—Moi! je suis toujours heureux, et surtout du bonheur des autres!»
Les trois Anglais revinrent à la ravine, et, le traîneau préparé, on leva le campement. La route fut reprise; chacun craignait de retrouver encore les traces de la veille; mais, pendant le reste du chemin, pas un vestige de pas étrangers ou indigènes ne se montra sur le sol. Trois heures après, on arrivait à la côte.
«La mer! la mer! dit-on d'une seule voix.
—Et la mer libre!» s'écria le capitaine. Il était dix heures du matin.
En effet, l'ouragan avait fait place nette dans le bassin polaire; les glaces, brisées et disloquées, s'en allaient dans toutes les directions; les plus grosses, formant des icebergs, venaient de «lever l'ancre», suivant l'expression des marins, et voguaient en pleine mer.

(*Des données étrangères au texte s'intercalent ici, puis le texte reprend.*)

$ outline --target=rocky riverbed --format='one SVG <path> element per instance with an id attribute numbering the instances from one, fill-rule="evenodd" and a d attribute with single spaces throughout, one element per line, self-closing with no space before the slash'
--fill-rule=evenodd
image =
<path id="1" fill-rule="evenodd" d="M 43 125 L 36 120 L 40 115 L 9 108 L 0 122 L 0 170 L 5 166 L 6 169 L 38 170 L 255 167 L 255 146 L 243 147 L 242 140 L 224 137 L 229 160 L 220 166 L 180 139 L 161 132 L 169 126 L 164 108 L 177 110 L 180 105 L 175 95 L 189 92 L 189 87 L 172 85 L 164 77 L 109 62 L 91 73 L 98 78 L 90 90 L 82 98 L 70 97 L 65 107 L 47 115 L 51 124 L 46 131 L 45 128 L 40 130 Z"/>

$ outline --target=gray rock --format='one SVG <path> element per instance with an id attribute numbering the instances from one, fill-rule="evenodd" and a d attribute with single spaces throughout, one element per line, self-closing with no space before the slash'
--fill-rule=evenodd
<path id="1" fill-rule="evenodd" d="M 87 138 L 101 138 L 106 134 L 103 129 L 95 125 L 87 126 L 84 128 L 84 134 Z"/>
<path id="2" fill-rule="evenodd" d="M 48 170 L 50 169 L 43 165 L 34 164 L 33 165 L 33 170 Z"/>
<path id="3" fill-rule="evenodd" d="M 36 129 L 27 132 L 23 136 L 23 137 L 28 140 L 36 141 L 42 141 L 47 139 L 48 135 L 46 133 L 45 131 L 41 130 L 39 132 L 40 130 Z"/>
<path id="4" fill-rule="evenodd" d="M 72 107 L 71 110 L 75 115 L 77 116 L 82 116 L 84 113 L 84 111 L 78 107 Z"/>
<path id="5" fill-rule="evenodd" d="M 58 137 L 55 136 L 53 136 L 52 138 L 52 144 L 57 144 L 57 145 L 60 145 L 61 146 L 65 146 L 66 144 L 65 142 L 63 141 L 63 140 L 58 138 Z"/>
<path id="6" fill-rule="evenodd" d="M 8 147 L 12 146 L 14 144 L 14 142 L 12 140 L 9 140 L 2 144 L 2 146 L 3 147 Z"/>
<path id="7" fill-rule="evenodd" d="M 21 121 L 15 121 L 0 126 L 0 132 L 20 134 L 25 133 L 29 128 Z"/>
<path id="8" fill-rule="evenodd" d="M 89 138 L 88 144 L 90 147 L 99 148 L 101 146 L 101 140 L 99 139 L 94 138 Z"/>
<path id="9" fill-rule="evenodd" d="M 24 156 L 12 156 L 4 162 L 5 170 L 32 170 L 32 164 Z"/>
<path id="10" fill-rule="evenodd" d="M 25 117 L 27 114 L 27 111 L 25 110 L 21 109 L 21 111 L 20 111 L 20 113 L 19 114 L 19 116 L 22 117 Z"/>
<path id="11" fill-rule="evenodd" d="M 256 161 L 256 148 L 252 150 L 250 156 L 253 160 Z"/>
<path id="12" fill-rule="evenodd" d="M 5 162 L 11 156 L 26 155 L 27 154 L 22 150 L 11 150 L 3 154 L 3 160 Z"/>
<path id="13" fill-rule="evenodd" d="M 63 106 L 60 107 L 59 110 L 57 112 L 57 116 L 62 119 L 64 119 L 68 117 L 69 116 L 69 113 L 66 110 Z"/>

Le champ avait subi un rude assaut de la part du vent; une grêle de lames minces, de bavures et de poussière de glace était répandue sur les rochers environnants. Le peu qui restait de l'ice-field à l'arasement du rivage paraissait pourri; sur les rocs, où déferlait le flot, s'allongeaient de larges algues marines et des touffes d'un varech décoloré.
L'Océan s'étendait au-delà de la portée du regard, sans qu'aucune île, aucune terre nouvelle, vînt en limiter l'horizon.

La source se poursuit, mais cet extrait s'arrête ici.